SEPTOPLASTY
A septoplasty is most commonly performed to correct deviated portions of the nasal septal cartilage or bone which may be blocking your airway. Septoplasty can also serve to correct any deformities which are affecting the external shape of your nose. A septoplasty can be a stand-alone surgery or performed at the same time as rhinoplasty. While the term “septo-rhinoplasty” is often used to describe this combined surgery, Dr. Sharma’s rhinoplasties almost always include septoplasty.
NORMAL SEPTUM
DEVIATED SEPTUM
SEPTOPLASTY TECHNIQUES
A septoplasty can consist of a variety of techniques and maneuvers to address deformities in the septum. Common surgical techniques Dr. Sharma uses include:
(1) Correction of any deviated portions of septal cartilage and/or bone.

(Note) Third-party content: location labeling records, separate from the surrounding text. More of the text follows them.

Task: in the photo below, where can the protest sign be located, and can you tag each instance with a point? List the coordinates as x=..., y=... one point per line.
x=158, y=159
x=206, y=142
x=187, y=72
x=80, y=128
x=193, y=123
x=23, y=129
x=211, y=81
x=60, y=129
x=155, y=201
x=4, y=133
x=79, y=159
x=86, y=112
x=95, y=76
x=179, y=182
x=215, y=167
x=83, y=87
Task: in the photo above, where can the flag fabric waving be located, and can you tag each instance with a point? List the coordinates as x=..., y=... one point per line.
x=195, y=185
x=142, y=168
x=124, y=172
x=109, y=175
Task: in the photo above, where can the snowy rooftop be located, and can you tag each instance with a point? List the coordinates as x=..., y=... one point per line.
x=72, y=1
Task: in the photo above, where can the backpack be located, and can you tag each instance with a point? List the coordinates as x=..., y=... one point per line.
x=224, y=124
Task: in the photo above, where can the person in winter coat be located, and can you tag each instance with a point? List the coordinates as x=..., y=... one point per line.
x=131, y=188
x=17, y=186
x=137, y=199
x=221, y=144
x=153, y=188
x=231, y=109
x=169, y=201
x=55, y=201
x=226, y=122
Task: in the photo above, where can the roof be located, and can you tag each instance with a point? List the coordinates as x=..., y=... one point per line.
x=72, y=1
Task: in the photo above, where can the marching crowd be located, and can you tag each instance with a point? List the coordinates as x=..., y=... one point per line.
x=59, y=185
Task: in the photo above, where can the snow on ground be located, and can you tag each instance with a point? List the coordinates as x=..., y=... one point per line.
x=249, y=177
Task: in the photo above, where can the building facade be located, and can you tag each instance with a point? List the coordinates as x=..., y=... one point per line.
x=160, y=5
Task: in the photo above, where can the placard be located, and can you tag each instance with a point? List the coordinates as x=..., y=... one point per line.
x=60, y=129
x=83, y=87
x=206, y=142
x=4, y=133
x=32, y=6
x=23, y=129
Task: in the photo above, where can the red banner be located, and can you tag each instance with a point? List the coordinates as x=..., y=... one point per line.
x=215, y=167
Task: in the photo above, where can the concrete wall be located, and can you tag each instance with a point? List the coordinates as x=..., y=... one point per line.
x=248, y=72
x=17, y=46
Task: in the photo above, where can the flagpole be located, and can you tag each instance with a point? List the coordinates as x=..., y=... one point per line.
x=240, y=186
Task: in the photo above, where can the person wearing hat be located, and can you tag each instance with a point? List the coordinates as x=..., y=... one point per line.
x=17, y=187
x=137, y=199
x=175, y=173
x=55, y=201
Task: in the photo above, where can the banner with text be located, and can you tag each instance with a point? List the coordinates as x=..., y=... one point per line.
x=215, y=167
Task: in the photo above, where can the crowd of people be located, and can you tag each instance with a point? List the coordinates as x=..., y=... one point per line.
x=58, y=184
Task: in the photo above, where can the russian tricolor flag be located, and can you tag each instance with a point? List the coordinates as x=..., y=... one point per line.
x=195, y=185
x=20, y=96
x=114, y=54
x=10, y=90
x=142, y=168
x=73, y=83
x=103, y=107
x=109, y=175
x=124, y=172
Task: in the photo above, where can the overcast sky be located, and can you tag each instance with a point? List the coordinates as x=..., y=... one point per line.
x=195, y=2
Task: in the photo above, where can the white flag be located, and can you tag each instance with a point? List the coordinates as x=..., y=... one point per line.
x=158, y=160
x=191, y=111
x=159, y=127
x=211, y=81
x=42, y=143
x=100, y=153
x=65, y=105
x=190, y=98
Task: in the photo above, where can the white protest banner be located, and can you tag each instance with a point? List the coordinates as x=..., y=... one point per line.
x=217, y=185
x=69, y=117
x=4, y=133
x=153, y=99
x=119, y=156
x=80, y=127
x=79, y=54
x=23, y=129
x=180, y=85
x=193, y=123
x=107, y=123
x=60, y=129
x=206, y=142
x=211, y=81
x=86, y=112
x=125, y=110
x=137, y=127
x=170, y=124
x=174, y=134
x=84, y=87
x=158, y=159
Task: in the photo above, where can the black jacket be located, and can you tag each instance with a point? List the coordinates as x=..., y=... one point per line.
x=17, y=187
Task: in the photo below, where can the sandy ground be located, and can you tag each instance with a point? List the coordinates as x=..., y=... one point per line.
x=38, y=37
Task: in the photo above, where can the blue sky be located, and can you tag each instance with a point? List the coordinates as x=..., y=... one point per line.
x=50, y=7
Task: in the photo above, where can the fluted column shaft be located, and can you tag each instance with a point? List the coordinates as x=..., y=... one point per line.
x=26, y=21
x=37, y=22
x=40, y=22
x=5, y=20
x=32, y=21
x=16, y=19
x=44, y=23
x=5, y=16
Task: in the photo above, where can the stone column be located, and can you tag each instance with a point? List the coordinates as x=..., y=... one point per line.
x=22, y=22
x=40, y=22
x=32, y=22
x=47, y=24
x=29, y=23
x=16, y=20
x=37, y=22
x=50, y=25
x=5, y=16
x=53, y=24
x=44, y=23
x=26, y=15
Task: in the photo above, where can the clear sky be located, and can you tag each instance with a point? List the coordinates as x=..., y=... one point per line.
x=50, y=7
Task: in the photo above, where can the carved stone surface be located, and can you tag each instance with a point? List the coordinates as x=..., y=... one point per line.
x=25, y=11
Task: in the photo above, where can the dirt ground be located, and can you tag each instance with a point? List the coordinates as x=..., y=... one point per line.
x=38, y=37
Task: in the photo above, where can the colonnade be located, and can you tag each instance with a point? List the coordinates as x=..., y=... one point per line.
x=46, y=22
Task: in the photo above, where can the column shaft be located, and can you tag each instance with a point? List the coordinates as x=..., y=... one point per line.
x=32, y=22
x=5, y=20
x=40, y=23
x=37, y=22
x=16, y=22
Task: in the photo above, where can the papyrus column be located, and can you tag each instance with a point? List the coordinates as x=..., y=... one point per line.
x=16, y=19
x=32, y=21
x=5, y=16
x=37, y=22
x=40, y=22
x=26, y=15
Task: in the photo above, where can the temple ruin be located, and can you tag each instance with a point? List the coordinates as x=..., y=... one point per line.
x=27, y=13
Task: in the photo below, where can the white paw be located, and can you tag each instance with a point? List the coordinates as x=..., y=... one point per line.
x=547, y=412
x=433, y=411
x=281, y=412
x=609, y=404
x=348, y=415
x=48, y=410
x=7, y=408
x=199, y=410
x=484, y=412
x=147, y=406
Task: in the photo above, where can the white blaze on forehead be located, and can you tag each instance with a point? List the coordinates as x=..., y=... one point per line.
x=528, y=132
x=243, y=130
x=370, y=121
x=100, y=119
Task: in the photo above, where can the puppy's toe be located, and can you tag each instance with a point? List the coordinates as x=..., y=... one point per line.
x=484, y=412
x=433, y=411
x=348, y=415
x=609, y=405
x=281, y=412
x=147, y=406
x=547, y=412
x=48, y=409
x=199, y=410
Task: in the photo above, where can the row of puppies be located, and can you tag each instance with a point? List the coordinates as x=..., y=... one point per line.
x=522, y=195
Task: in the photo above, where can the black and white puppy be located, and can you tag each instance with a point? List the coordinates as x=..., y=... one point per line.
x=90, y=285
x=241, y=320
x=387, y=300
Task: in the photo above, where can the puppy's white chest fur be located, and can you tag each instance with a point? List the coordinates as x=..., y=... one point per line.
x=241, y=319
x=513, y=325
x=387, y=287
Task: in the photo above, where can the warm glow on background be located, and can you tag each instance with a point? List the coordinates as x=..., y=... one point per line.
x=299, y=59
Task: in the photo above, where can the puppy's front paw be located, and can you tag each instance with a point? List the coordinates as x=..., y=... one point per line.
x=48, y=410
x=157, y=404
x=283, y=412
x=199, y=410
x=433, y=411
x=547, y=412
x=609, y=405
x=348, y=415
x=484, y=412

(2) Trimming any excess septal cartilage which may be affecting the length of your nose or the rotation of your tip.
(3) Repositioning the front of the septum so it is aligned exactly midline.
(4) Removal of a piece of cartilage from your septum. This graft is used to create smaller, meticulously designed grafts to reshape and reconstruct your nose.

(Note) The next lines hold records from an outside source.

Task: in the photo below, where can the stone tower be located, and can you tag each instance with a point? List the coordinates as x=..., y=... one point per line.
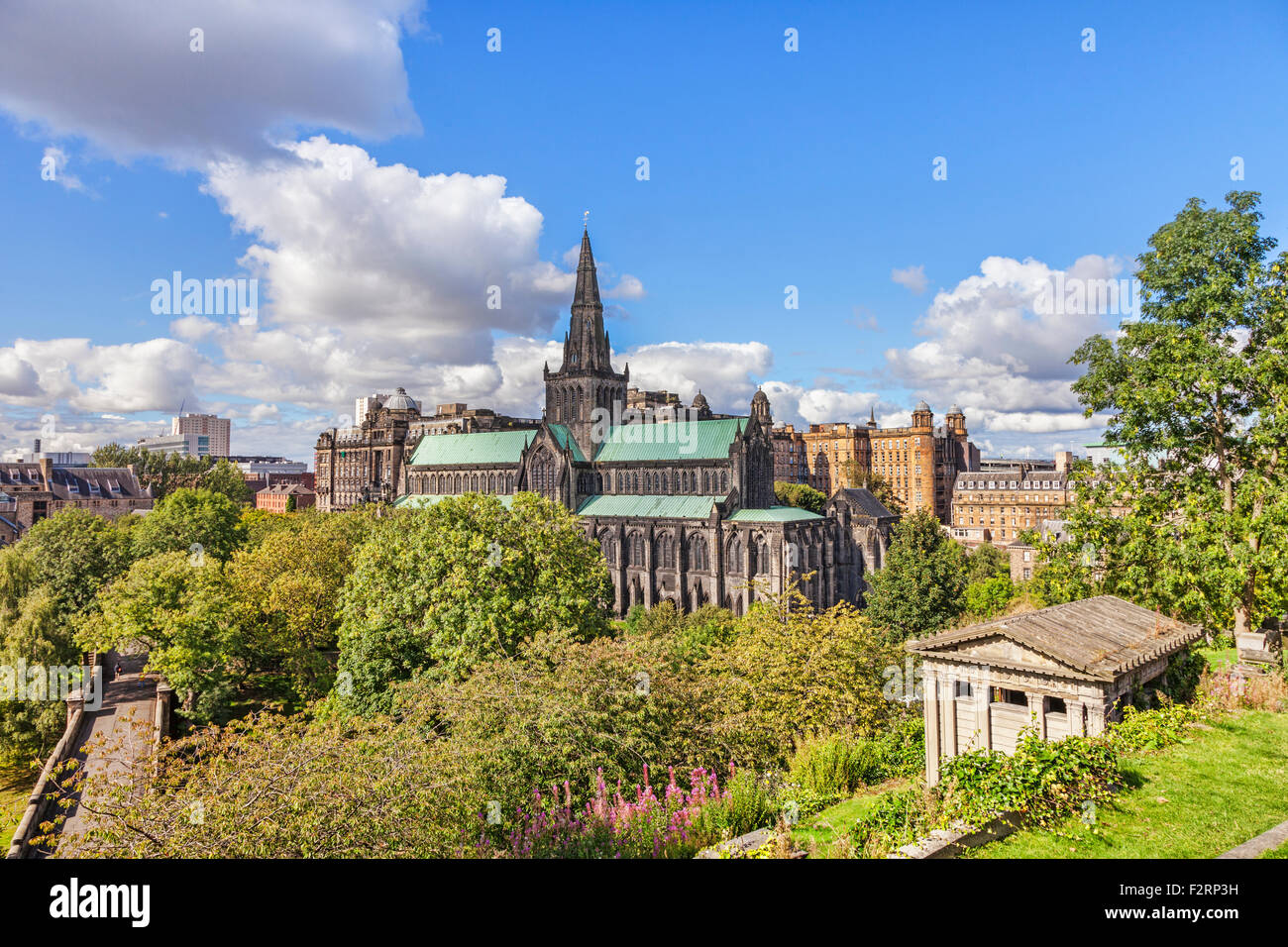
x=587, y=380
x=922, y=416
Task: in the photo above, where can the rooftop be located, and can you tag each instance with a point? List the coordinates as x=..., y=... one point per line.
x=1099, y=638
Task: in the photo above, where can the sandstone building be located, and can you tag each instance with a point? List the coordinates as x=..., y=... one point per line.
x=681, y=500
x=29, y=492
x=919, y=462
x=997, y=504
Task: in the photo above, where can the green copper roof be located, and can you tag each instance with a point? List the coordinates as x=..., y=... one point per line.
x=774, y=514
x=670, y=441
x=632, y=505
x=419, y=500
x=484, y=447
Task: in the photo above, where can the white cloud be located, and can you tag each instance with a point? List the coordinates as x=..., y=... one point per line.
x=110, y=69
x=988, y=350
x=385, y=258
x=55, y=161
x=626, y=287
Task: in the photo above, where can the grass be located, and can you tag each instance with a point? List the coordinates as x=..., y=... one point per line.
x=832, y=825
x=1282, y=852
x=1220, y=657
x=16, y=788
x=1196, y=800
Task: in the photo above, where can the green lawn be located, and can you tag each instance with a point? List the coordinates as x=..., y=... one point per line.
x=16, y=788
x=1196, y=800
x=1220, y=657
x=1282, y=852
x=833, y=822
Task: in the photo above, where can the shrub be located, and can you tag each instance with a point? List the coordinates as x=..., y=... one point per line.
x=675, y=825
x=988, y=596
x=1151, y=729
x=833, y=767
x=1042, y=780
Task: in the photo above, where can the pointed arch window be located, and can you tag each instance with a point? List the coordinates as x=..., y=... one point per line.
x=544, y=474
x=698, y=553
x=733, y=561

WHAT CAUSES NASAL OBSTRUCTION?
The causes of nasal obstruction can be divided in two major categories: anatomic factors and medical factors.
ANATOMIC FACTORS are inherent to the shape and structure of your external nose, septum, nasal cartilage and turbinates. The septum is an anatomic structure that runs the full length of your nose and divides your nose down the middle. It consists of cartilage in the front, and bone in the back. It attaches to the nasal cartilage and nasal bones in the front, and to the base of the skull in the back. No person is born with a perfectly straight septum. Many people have mild septal deviations which do not interfere with their breathing and go unnoticed throughout their lifetime. Meanwhile, many people have inherent or acquired septal deviations which block one side or both sides of their nose. Acquired septal deviations are most commonly caused by nasal trauma. The degree of deviation affects the severity of nasal obstruction.

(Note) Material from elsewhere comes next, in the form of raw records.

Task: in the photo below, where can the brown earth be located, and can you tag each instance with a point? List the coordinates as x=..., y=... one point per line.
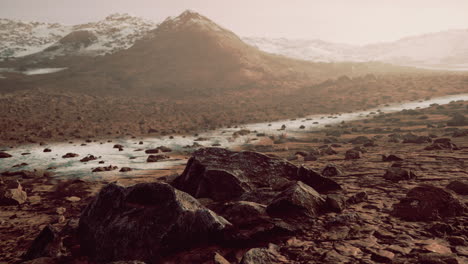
x=40, y=115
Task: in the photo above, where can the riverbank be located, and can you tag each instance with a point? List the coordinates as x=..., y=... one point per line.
x=59, y=202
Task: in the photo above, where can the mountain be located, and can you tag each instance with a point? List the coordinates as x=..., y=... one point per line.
x=115, y=32
x=442, y=50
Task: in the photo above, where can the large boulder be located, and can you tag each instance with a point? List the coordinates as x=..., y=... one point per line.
x=11, y=193
x=297, y=200
x=144, y=222
x=397, y=174
x=222, y=174
x=426, y=202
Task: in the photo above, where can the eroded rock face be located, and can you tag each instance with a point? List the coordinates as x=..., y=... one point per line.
x=297, y=200
x=458, y=187
x=11, y=193
x=4, y=155
x=221, y=174
x=427, y=202
x=144, y=222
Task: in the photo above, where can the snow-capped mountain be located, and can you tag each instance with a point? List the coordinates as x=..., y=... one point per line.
x=115, y=32
x=441, y=50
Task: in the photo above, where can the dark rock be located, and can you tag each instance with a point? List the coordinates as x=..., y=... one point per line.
x=458, y=187
x=88, y=158
x=353, y=154
x=390, y=158
x=458, y=120
x=382, y=256
x=328, y=151
x=221, y=174
x=297, y=200
x=310, y=158
x=360, y=140
x=20, y=165
x=4, y=155
x=301, y=153
x=43, y=244
x=11, y=193
x=152, y=151
x=396, y=174
x=357, y=198
x=156, y=158
x=331, y=170
x=144, y=222
x=411, y=138
x=370, y=144
x=263, y=256
x=427, y=202
x=442, y=143
x=320, y=183
x=335, y=203
x=108, y=168
x=70, y=155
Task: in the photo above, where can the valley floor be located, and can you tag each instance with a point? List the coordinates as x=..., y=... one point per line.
x=369, y=234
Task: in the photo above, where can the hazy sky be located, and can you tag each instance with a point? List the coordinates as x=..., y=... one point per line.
x=347, y=21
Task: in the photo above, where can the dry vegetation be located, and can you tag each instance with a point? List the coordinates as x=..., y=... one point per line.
x=40, y=115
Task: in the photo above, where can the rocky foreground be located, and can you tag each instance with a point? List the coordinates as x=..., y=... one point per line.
x=390, y=189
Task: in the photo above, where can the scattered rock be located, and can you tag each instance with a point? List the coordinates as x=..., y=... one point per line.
x=297, y=200
x=144, y=222
x=391, y=158
x=4, y=155
x=411, y=138
x=70, y=155
x=44, y=245
x=328, y=151
x=396, y=174
x=263, y=256
x=442, y=143
x=331, y=170
x=360, y=140
x=108, y=168
x=357, y=198
x=458, y=187
x=156, y=158
x=88, y=158
x=11, y=193
x=320, y=183
x=427, y=202
x=335, y=203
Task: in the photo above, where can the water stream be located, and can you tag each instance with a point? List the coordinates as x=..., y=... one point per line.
x=133, y=154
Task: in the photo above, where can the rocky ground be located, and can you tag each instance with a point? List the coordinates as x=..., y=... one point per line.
x=389, y=189
x=38, y=115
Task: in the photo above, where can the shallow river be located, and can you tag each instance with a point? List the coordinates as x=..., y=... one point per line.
x=132, y=157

Additional anatomic factors which can contribute to nasal airway obstruction include narrow nasal valves, weak cartilaginous support for the nose, enlarged turbinates , nasal polyps and enlarged adenoids. These issues can be diagnosed at the time of your physical examination and potentially treated at the same time as your septoplasty or rhinoplasty.
MEDICAL FACTORS which cause nasal obstruction relate to anything which irritates or inflames the nasal tissue. This include the common cold and flu, chronic allergies , sinus infections, medications (e.g. high blood pressure and erectile dysfunction medications), dry air, alcohol and tobacco. Rhinitis, or inflammation inside the nose, can be caused by allergies to environmental triggers or by non-allergic causes. Common treatments for chronic rhinitis include nasal steroid sprays and antihistamine sprays. Patients with allergic rhinitis often undergo allergy testing with a specialist to identify specific allergens and develop a focused treatment plan.